A população desocupada (13,5 milhões de pessoas) recuou 4,9% (menos 690 mil desocupados) em relação ao trimestre móvel anterior, mas ficou 16,4% acima do contingente estimado no mesmo trimestre móvel de 2016. Foi a primeira redução da população desocupada desde o trimestre outubro / dezembro de 2014. A população ocupada (90,2 milhões no trimestre) cresceu 1,4% (mais 1,3 milhão de pessoas) em relação ao trimestre janeiro-março de 2017, mas recuou 0,6% (menos 562 mil pessoas) em relação ao mesmo trimestre móvel de 2016. 

O nível da ocupação (percentual de pessoas ocupadas na população em idade de trabalhar) foi estimado em 53,7%, com alta de 0,6 ponto percentual frente ao trimestre janeiro-março de 2017, (53,1%) e queda de -0,9 ponto percentual em relação ao mesmo trimestre móvel de 2016. O número de empregados com carteira de trabalho assinada (exclusive trabalhadores domésticos) foi de 33,3 milhões de pessoas, mantendo-se estável frente ao trimestre anterior (janeiro a março de 2017) e recuando -3,2% em relação ao mesmo trimestre móvel de 2016 (- 1,1 milhão de pessoas com carteira assinada). 

O rendimento médio real habitual das pessoas ocupadas (R$ 2.104) ficou estável frente ao trimestre janeiro / março de 2017 (R$ 2.125) e, também, em relação ao mesmo trimestre de 2016 (R$ 2.043). A massa de rendimento real habitual das pessoas ocupadas (R$ 185,1 bilhões) ficou estável em ambas as comparações.
A força de trabalho (pessoas ocupadas e desocupadas) no trimestre de abril a junho de 2017 foi estimada em 103,7 milhões de pessoas. Esta população cresceu 0,6% (mais 599 mil pessoas) comparada ao trimestre janeiro / março de 2017 e cresceu 1,3% (mais 1,3 milhão de pessoas) em relação ao mesmo trimestre de 2016. Já a população fora da força de trabalho (64,4 milhões de pessoas) manteve-se estável em ambas as comparações.

O contingente de empregados no setor privado com carteira de trabalho assinada (exclusive trabalhadores domésticos), estimado em 33,3 milhões de pessoas, ficou estável frente ao trimestre anterior (janeiro a março de 2017). No confronto com o trimestre de abril a junho de 2016 houve queda de 3,2% (menos 1,1 milhão de pessoas).

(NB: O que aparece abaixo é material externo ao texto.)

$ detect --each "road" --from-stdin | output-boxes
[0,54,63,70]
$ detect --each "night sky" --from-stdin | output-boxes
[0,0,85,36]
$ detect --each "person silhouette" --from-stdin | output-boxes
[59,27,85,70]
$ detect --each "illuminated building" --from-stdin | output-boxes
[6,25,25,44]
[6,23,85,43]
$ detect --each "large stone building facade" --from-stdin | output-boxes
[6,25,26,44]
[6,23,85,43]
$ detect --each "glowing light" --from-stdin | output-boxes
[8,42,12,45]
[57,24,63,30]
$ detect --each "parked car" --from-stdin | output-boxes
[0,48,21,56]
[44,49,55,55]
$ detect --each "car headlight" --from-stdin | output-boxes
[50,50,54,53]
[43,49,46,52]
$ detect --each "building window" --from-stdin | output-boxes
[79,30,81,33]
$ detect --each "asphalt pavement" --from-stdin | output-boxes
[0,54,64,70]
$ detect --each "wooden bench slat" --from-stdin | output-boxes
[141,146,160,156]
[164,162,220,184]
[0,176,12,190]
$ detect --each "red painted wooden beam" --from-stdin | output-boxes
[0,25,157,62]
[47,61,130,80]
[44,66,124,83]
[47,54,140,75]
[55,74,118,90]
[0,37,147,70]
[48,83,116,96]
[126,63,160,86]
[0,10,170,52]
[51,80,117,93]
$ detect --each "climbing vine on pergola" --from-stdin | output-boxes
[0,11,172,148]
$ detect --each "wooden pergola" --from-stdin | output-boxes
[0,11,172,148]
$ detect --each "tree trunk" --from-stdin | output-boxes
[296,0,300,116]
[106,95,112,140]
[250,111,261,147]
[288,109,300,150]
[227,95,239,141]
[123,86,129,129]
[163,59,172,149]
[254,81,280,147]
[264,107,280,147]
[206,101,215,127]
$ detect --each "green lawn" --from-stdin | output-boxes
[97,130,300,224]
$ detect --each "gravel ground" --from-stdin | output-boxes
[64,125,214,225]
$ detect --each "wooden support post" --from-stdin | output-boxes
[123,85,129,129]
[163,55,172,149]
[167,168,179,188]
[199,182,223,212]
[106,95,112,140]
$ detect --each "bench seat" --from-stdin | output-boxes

O número de empregados sem carteira de trabalho assinada (10,6 milhões de pessoas) cresceu 4,3% no trimestre (mais 442 mil pessoas) e subiu 5,4% (mais 540 mil pessoas) em relação ao mesmo trimestre de 2016.

O número de trabalhadores por conta própria (22,5 milhões de pessoas) cresceu 1,8% na comparação com o trimestre anterior (mais 396 mil pessoas) e recuou 1,8% em relação a 2016 (menos 415 mil pessoas).

O número de empregadores (4,2 milhões de pessoas) ficou estável frente ao trimestre imediatamente anterior e cresceu 13,1% (mais 484 mil pessoas) em relação ao mesmo trimestre de 2016. Já entre os trabalhadores domésticos (6,1 milhões de pessoas) a ocupação ficou estável em ambos os trimestres comparativos.

Por fim, considerando-se os ocupados nos grupamentos de atividade em relação ao trimestre de janeiro a março de 2017, houve aumento nas categorias: Indústria Geral (3,3% ou mais 375 mil pessoas), Transporte, Armazenagem e Correio (2,9%, ou mais 131 mil pessoas), Administração pública, defesa, seguridade social, educação, saúde humana e serviços sociais (3,2% ou mais 485 mil pessoas) e em Outros serviços (5,6% ou mais 238 mil pessoas). Os demais grupamentos ficaram estáveis.